July Retail Sales See A Bright Spot With 0.2% Increase From Last Month

The Commerce Department said Tuesday that retail sales increased 0.2 percent in July from June, according to the Associated Press. Sales had risen 0.6 percent in June from May on a surge in auto sales.

“Core” retail sales, which exclude the volatile auto, gas and building supply categories, rose 0.5 percent in July. It was the biggest such gain since a similar increase in December.

According to the report, clothing and clothing accessories stores saw a %0.7 sales increase for July compared to July 2012, while sales in the sporting goods market jumped 2.9% compared to the same period last year.
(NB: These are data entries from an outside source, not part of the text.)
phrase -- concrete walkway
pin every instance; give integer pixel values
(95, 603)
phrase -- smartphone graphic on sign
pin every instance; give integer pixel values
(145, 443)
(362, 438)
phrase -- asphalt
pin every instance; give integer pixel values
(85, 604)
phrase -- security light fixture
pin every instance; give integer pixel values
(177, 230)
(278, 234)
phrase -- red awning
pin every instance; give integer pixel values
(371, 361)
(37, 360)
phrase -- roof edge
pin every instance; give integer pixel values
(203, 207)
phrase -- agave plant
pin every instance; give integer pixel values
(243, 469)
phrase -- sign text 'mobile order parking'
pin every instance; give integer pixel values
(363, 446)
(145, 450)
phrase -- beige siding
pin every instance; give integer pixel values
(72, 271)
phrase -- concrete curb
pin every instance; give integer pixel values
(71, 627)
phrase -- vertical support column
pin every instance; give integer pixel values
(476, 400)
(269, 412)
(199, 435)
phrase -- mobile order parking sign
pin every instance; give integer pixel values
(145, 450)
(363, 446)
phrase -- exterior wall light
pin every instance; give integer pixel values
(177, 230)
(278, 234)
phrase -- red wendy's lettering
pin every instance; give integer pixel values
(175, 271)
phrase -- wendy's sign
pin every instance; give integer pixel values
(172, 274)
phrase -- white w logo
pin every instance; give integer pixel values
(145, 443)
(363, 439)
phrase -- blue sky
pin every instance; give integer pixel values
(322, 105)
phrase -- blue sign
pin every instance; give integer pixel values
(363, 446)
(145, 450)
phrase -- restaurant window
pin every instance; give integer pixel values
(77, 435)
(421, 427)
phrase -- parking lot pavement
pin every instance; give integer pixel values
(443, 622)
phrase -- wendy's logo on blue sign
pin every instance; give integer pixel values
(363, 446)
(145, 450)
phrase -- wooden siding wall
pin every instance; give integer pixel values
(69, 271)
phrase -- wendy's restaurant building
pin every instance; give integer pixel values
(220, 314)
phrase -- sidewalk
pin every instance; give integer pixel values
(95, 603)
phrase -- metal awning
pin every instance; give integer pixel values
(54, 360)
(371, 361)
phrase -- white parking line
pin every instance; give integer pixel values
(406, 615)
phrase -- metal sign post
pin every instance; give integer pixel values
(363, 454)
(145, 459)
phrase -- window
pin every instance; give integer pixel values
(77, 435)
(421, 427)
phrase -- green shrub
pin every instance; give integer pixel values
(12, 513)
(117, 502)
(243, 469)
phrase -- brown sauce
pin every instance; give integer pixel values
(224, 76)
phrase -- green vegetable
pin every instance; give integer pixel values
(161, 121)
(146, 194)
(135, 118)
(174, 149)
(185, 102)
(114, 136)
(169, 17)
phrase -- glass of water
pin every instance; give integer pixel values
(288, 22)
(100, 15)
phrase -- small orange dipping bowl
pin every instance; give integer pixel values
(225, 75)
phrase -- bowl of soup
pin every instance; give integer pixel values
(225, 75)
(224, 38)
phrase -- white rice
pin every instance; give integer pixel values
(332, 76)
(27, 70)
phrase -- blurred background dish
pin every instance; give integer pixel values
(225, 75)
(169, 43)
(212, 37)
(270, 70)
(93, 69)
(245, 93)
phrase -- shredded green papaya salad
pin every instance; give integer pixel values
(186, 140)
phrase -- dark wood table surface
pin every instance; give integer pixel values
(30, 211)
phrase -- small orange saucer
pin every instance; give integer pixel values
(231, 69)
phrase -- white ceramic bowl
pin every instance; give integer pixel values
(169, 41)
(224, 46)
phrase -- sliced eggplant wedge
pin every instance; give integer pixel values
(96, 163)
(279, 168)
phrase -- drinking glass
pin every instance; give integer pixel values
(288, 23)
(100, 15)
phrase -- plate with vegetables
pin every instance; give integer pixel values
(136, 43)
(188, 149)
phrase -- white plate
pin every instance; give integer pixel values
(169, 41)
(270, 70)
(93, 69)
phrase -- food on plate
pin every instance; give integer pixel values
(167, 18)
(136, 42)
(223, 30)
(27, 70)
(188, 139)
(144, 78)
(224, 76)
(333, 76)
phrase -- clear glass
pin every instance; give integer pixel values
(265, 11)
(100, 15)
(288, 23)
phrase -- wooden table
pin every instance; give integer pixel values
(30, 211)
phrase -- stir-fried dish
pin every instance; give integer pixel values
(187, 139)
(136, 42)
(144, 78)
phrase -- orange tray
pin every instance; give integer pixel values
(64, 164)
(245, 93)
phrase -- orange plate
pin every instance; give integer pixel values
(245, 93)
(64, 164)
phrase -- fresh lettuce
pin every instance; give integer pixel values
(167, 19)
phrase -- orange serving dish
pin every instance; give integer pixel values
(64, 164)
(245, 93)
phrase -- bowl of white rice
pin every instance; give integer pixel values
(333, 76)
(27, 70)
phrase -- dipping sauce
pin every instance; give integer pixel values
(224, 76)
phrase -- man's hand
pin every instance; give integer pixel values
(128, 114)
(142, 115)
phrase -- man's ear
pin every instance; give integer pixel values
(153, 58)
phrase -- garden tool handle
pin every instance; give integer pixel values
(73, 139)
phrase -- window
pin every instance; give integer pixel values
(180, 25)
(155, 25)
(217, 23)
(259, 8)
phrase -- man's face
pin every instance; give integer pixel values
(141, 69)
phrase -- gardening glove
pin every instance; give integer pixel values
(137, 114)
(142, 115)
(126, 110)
The National Retail Federation described the results as a mixed bag for retailers, as sales grew in many back-to-school categories like clothing and sporting goods, while declining in home-based categories, including building materials and furniture stores. 

“Consumers continue to grind forward in July, marking 13 consecutive months of retail sales gains,” National Retail Federation President and CEO Matthew Shay said. “However consumers alone can’t be expected to shoulder the burden of the economy. Fiscal and monetary policy uncertainties combined with stagnant economic and employment conditions continue to breed a volatile market with extreme swings in consumer spending. The economy can’t seem to maintain any amount of momentum. We just can’t seem to pull ourselves up.”

Total retail and food services sales (which include non-general merchandise categories such as automobiles, gasoline stations, and restaurants) increased 0.2 percent seasonally adjusted month-to-month and increased 5.4 percent adjusted year-over-year.

“Spending has stalled and the economy is stuck in neutral,” NRF Chief Economist Jack Kleinhenz said. “Even with modest employment gains and steady consumer confidence, Americans remain in a cautiously-positive spending pattern. While clothing and sporting goods retailers saw modest gains with early back-to-school shopping, home-based retailers saw marked decreases, possibly indicating the end of the year-long housing boom. This month’s retail sales report will make any decision on tapering that much harder for policymakers in D.C.” 

Other findings from the July retail sales report include:

Building material and garden equipment and supplies dealers stores’ sales decreased 0.4 percent seasonally-adjusted yet increased 9.8 percent unadjusted year-over-year.

Clothing and clothing accessories stores’ sales increased 0.9 percent seasonally-adjusted month-to-month and increased 5.3 percent unadjusted year-over-year.

Electronics and appliance stores’ sales decreased 0.1 percent seasonally-adjusted month-to-month yet increased 0.8 percent unadjusted year-over-year.

Furniture and home furnishing stores’ sales decreased 1.4 percent seasonally-adjusted month-to-month yet increased 5.1 percent unadjusted year-over-year.

General merchandise stores’ sales increased 0.4 percent seasonally-adjusted month-to-month and increased 1.3 percent unadjusted year-over-year.

Health and personal care stores’ sales increased 0.7 percent seasonally-adjusted month-to-month and increased 3.3 percent unadjusted year-over-year.

Nonstore retailers’ sales increased 0.1 percent seasonally-adjusted month-to-month and increased 11.3 percent unadjusted year-over-year.